I would argue that Airbnb is kind of a step in the direction of the brand really not mattering because people will get Airbnb as a platform versus like, so Weston has their heavenly beds, right? So and Doubletree has their cookies when you check in, right? Or they have their own status points and things like that. Those brands actually means I am the consumers. When you go to Airbnb, every single house looks completely different. Every experience is completely different. And I'm not saying brands are gone forever, it's not a binary thing yet. And I think that some brands could be smart about it. I actually think you look at these platforms. I think a big opportunity is building brands on top of platforms. So woman care about bedsheets, clean sheets, clean towels, right? Clean stuff in the kitchen.

Research shows over to when they go to Airbnb and that's why they never let their families stay there because like the sheet's smell is disgusting. The guy didn't care, just pop it out. But usually the woman says, "No I'm not staying in the shit hole." Right. Well if you could create a brand that goes on top of Airbnb that had a luxury, so you knew it was certified by that brand, well then you might trust Airbnb more, but the platform still exists under it. So I think a lot of new brands are actually going to be built on top of the platforms versus being built as a standalone because they could leverage that infrastructure and just extract insights for the consumer that work moving forward. Anything else back there? Yes.
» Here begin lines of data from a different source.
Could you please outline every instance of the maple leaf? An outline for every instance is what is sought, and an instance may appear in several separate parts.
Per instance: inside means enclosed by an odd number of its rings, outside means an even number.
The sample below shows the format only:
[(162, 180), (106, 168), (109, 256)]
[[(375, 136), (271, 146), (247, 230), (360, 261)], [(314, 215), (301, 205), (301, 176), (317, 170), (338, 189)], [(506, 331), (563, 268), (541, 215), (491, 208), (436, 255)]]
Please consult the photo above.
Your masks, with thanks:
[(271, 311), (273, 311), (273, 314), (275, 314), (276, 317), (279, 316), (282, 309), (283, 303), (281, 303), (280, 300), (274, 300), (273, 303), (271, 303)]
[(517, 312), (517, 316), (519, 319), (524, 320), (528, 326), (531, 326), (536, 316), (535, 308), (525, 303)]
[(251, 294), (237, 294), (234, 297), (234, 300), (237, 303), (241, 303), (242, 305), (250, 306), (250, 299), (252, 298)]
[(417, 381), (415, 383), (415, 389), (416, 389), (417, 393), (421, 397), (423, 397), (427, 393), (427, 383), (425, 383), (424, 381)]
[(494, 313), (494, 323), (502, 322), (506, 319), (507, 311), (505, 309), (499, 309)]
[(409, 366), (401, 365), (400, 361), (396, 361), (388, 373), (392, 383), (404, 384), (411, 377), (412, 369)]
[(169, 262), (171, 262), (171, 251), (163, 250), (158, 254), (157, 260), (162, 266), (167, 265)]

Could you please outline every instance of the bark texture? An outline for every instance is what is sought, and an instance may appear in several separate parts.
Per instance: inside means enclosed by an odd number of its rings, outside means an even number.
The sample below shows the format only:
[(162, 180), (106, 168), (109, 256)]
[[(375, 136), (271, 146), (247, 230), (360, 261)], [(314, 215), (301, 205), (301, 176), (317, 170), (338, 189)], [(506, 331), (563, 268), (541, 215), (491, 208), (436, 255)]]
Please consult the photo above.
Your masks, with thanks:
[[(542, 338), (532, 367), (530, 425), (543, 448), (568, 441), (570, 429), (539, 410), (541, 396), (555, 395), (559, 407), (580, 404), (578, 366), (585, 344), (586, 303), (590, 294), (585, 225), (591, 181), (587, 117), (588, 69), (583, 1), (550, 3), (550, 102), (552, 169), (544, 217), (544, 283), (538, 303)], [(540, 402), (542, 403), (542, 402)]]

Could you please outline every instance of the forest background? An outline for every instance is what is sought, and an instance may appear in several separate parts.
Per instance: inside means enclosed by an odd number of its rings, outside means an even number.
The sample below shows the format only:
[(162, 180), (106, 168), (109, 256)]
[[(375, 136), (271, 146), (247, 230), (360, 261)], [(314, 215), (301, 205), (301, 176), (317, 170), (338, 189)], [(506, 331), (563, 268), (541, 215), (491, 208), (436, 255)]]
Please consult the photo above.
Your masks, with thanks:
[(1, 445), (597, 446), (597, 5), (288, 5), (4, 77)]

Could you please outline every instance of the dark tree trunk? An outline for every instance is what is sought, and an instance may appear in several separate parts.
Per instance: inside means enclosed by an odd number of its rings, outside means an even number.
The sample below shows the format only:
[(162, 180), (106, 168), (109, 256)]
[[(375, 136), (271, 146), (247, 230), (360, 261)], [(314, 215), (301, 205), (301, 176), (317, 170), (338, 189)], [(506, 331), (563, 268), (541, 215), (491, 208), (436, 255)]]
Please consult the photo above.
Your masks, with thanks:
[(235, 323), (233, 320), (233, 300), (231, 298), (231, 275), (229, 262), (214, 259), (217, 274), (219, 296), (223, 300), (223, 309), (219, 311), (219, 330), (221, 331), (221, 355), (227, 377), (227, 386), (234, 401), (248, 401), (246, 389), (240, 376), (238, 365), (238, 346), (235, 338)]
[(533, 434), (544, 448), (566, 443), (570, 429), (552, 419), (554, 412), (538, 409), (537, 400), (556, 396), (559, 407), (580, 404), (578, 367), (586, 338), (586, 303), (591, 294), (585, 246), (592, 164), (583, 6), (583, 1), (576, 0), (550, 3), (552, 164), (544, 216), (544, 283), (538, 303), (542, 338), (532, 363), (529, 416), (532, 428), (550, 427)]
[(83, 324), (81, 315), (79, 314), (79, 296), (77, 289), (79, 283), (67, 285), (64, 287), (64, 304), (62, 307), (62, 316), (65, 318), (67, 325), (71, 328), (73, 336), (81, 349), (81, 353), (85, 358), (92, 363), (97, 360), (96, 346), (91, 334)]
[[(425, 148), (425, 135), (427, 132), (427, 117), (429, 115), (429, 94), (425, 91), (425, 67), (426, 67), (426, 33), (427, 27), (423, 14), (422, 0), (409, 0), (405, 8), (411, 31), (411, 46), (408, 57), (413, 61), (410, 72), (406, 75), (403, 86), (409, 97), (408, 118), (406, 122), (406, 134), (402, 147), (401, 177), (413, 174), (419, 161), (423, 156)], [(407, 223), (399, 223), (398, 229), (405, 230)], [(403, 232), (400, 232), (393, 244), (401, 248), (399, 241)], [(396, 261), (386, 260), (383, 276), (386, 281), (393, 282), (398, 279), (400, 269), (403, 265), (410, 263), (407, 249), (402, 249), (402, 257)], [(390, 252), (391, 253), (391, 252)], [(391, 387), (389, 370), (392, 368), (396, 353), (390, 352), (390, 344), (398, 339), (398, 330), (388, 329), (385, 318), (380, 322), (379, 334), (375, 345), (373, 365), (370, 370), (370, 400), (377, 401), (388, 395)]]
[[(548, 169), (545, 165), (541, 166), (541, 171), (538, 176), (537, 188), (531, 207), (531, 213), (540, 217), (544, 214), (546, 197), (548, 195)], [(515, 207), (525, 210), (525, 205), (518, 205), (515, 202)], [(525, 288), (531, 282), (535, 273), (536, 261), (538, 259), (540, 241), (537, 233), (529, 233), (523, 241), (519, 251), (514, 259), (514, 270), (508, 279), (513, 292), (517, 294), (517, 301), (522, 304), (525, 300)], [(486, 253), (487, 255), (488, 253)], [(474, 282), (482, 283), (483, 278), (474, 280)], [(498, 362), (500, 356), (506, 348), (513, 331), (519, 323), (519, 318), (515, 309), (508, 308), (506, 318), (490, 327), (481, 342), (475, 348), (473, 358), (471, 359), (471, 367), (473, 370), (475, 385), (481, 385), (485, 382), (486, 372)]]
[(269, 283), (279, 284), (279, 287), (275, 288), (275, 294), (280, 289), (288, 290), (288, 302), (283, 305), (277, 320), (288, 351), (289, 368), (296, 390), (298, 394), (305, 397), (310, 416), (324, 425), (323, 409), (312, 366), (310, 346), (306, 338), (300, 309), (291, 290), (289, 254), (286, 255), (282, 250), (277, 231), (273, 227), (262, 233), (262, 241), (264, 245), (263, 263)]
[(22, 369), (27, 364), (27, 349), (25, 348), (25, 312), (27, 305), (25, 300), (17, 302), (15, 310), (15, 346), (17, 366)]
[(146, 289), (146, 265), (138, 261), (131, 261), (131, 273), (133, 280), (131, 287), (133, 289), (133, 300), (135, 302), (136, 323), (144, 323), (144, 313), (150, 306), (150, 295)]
Where do you see the future of traditional media like TV and radio who are constantly ... I work in radio by the way, who are constantly looking for-

IR?

No. Cumulus. Who are constantly looking for ways to attract advertisers and the cut is lower and lower every single year.

Yeah, sure it is. I think that there's a rise of down funnel metrics when it comes down to it. I think now once TV becomes addressable, I don't think CPMs is going to be known as a metric that really matters anymore. I mean with all the ad fraud and viewability issues anyway. I mean, I don't really know how a company's ever connected CPMs to sales. I just think there's some book deep down inside of these big companies that says it did maybe like 30 years ago or during the Don Draper era. But I don't think it does really anymore. I think great products win, which is why so many big brands of this era never advertised at all. Right? But to answer your question, I think the advertising industry, I think media companies need to embrace performance based models to show that they can sell stuff. And if they can't then they need to find a new line of business because it's all measurable right now.

And I think that it's slow to embrace, you see P&G is really leading the way, where Pritchard's like, "No more digital. Sorry, I don't know how to measure. I'm not going to do it anymore." And the reason why is that they're seeing that people aren't going to Target or Walmart anymore. They used to buy all their products, now they need to figure out another way. So you're not going to blow money on TV anyone, good for them on doing it. Right? So I think no matter what business, because I think the car is going to become one giant docking station. When you drop your iPhone in there and then it's going to know who you are, it's going to play the music you like, it's going to know who you like to travel. And the ads that are going to play to you or stuff that you like based upon the data of the consumer, via Facebook, et cetera. Well, in that world, there's an opportunity for direct response. Right? And if you're on radio, that's where I'll go.

Cool. Looks like we're out of time. Thank you guys so much. You guys are amazing.